1) What are our fundamental values? (Phrased in realist terms: what matters?)


2) What specific causes should we pursue given our fundamental values?


3) What interventions should we pursue given our specific causes?



I think this is an extremely valuable set of questions, not least due to their ordering: it is clear that our answers to question 3) depend on our answers to question 2), which again depend on our answers to question 1) — or, more reverentially, Question One.


Hence, the tree of ought suggests a rather counter-intuitive idea that does not seem shared by many, namely that contemplating fundamental values, i.e. Question One, should be our first priority. I think this is largely correct, at least if we do not have a highly qualified answer in place already. Our fundamental values can fairly be thought of as the point of departure that determines our forward direction, and if we take off in just a slightly sub-optimal direction and keep on moving, we might well end up far away from where we should ideally have gone. In other words, being a little wrong about fundamentals can easily lead us to being extremely wrong at the level of the specifics, which is why it is worth spending a lot of resources on being extremely well-considered about the fundamentals.


So contrary to what we may naively assume, the tree of ought suggests that the question concerning
fundamental values is not an irrelevant, purely theoretical question that prevents us from doing something useful. Rather, it is the question that determines what is useful in the first place. And answering it is far from trivial.

Wednesday, September 7, 2016

Cause Prioritization



"Cause prioritization is the most effective use of altruistic resources."



People who want to improve the world are, like everybody else, extremely biased. A prime example is that we tend to work on whatever cause we have stumbled upon so far and to suppose, without deeper examination, that this cause is the most important one of all. This cannot be safely assumed, however.

Here’s what a typical path of “cause updating” might look like: We find out that thousands of people die every single day due to extreme poverty, and find that to be the most important cause to work on. Then we realize that humanity torments and kills billions of non-human beings every year, and that discrimination against these beings cannot be justified, which might then prompt us to focus on ending this moral catastrophe. Then we are told about the suffering of wild animals, its enormous scope, and why we ignore it, and then we might (also) work on that. Then we are convinced by arguments about the enormous importance of the far future, and then that becomes our main focus. Etcetera.

To be sure, such an evolutionary progression is a good thing. The question is just whether we can optimize it. Might we be able to undertake this process of updating in a more direct and systematic fashion? After all, having undergone a continual process of updating that has made us realize that we were wrong about, and perhaps even completely unaware of, the most pressing causes in the past, it seems reasonable to assume that we are likely still wrong in significant ways today. We should be open to the possibility that the cause we are working on presently is in fact not the most important one we could be working on.

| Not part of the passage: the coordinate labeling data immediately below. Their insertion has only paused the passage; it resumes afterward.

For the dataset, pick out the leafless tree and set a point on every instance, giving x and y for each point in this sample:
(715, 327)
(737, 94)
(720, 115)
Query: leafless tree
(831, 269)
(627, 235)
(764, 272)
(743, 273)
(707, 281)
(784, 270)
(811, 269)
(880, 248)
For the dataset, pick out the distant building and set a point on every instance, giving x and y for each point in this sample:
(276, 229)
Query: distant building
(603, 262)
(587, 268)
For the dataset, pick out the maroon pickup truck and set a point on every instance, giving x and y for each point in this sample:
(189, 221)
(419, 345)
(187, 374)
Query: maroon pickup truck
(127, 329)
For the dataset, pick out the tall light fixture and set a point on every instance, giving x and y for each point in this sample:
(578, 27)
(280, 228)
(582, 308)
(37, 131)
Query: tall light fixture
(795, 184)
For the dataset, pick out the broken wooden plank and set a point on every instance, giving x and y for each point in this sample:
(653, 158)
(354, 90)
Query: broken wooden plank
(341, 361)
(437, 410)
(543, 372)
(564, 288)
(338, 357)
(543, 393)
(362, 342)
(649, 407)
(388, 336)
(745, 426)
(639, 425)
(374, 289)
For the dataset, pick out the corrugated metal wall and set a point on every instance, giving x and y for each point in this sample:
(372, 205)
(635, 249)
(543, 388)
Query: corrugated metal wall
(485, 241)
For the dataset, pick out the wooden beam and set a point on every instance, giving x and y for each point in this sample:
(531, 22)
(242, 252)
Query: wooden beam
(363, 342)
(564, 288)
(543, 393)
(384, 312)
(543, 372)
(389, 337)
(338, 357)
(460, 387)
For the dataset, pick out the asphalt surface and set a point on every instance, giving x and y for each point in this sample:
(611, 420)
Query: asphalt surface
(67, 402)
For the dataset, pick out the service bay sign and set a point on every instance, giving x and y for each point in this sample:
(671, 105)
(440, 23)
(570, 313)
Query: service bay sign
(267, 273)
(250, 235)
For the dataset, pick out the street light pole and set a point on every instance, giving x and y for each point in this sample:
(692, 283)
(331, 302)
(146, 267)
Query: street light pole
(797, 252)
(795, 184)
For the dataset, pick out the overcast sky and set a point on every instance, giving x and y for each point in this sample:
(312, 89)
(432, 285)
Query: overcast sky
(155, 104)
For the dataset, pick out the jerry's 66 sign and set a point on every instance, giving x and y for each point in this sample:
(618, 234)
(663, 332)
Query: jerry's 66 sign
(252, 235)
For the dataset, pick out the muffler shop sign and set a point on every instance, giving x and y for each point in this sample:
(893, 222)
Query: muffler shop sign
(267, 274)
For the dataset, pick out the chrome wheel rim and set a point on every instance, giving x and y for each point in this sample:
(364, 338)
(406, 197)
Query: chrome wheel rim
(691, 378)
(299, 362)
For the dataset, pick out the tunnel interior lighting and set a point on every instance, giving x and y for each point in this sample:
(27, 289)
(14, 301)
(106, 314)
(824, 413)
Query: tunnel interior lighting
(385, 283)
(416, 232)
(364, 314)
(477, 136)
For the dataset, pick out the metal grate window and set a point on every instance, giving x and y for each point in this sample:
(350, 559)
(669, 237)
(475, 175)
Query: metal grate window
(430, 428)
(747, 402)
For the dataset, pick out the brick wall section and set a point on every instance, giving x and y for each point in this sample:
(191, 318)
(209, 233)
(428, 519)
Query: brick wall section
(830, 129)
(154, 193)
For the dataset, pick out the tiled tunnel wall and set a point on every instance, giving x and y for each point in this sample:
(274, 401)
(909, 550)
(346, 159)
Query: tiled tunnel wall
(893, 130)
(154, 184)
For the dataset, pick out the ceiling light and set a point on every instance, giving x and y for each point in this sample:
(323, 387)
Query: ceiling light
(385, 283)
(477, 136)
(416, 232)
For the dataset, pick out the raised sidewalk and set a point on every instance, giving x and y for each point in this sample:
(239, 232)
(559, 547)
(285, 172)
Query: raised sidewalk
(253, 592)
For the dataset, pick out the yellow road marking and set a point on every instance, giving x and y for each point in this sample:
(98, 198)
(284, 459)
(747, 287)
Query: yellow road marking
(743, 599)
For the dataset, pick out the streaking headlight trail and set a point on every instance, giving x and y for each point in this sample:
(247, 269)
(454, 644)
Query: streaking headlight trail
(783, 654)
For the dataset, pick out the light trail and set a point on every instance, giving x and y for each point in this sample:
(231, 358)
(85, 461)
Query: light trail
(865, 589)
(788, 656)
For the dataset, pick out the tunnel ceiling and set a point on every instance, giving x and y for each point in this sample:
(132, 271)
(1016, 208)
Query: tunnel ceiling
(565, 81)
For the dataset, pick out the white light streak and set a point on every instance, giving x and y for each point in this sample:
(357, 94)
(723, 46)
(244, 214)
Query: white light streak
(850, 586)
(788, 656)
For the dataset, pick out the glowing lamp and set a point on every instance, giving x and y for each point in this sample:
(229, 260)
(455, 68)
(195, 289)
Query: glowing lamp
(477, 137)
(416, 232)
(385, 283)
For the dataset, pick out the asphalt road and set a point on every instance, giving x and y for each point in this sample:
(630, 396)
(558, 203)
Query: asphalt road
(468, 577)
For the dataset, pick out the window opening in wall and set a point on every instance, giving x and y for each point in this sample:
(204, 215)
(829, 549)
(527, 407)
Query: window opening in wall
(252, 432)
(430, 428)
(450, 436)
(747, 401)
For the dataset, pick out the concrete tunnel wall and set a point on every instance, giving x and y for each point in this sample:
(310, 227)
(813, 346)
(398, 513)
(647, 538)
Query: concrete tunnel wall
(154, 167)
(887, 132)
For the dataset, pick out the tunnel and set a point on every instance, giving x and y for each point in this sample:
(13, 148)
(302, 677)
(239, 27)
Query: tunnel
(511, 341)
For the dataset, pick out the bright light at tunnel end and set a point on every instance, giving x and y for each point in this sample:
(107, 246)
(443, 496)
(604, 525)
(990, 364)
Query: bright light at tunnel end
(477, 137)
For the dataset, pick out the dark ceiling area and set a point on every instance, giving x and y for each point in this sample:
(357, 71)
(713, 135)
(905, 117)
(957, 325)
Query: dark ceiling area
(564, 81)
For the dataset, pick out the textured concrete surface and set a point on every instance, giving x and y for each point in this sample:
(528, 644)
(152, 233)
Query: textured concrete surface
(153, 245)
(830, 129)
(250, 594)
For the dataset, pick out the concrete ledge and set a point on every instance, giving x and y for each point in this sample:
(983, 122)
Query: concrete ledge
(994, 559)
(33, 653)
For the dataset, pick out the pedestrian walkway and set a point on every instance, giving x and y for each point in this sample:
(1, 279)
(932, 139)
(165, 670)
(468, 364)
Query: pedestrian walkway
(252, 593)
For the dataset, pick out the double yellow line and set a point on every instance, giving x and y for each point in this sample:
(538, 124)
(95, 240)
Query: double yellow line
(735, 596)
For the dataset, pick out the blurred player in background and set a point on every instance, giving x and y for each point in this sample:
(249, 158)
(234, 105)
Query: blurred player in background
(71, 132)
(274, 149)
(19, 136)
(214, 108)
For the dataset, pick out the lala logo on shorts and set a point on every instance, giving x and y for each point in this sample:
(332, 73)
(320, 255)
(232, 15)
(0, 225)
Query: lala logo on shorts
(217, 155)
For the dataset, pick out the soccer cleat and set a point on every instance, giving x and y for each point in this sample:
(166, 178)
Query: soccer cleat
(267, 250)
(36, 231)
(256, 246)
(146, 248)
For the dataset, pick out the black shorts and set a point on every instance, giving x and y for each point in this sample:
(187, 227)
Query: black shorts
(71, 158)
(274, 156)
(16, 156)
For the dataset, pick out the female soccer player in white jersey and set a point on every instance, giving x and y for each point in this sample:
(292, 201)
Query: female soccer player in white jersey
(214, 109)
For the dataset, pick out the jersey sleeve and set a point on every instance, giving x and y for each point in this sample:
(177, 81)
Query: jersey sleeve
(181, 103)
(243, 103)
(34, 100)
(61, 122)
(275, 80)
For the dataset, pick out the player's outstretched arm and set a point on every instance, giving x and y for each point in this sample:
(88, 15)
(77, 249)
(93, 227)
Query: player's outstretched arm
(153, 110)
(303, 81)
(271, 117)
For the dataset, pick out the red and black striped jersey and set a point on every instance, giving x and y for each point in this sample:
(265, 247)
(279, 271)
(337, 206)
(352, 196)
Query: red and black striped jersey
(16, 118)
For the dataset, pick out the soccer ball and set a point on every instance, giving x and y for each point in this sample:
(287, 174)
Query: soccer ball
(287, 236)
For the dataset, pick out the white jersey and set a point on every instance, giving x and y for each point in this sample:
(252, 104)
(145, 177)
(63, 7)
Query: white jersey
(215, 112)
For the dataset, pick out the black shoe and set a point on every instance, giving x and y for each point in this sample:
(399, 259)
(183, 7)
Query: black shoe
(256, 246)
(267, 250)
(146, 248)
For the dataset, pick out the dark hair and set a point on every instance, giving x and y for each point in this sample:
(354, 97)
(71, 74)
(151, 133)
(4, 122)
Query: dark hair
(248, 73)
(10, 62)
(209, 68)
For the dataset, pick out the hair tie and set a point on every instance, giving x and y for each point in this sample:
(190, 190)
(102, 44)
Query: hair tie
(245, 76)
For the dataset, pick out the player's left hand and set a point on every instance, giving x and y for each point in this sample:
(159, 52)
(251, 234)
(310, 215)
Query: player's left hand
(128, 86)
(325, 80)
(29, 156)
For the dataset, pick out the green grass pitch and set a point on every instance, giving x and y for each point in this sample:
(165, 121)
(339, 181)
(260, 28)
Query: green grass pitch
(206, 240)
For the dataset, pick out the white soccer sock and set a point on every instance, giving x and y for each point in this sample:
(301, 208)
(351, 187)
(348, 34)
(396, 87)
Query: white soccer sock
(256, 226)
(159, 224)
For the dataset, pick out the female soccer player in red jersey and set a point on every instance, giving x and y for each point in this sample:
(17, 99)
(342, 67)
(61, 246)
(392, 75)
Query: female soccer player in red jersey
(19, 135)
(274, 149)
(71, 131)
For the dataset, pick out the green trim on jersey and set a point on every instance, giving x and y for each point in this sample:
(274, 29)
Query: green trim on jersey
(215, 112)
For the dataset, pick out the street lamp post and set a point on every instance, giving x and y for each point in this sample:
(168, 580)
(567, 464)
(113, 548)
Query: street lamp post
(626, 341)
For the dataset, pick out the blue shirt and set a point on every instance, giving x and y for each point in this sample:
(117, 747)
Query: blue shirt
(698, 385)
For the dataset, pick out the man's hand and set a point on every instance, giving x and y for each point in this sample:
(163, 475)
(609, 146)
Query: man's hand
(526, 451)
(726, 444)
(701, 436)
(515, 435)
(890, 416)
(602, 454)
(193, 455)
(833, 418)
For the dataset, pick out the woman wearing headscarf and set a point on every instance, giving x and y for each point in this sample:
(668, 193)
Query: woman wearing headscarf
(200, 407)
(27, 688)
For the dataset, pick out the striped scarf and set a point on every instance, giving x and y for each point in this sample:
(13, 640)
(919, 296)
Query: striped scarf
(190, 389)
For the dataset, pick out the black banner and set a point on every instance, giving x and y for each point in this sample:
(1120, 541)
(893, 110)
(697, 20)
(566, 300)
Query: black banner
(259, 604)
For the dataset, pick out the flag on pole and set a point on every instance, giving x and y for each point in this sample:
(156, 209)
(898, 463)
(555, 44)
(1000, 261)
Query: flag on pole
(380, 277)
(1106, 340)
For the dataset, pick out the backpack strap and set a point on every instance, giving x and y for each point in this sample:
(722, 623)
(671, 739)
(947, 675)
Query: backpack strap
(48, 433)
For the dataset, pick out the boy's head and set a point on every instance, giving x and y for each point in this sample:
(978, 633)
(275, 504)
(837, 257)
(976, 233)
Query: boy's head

Cause prioritization is the direct and systematic attempt to become more qualified about which causes we should prioritize the most. And the importance of such a deliberate effort should be apparent: Working on the cause(s) where we can have the best impact is obviously of great importance — it means that we can potentially help many more sentient beings — and in order to find that cause, or set of causes, deliberately seeking for it does seem significantly more efficient than expecting to stumble upon it by chance without looking. Defying the seductive pull of optimizing specific tasks that further a given cause, cause prioritization goes a step meta and asks: given our values, what causes are most important to focus on in the first place?


I hope to explore this question in future essays. I wish to provide a rough framework for how we can think about cause prioritization, and based on this, I will try to point to important causes and questions that I think we should focus on and explore further.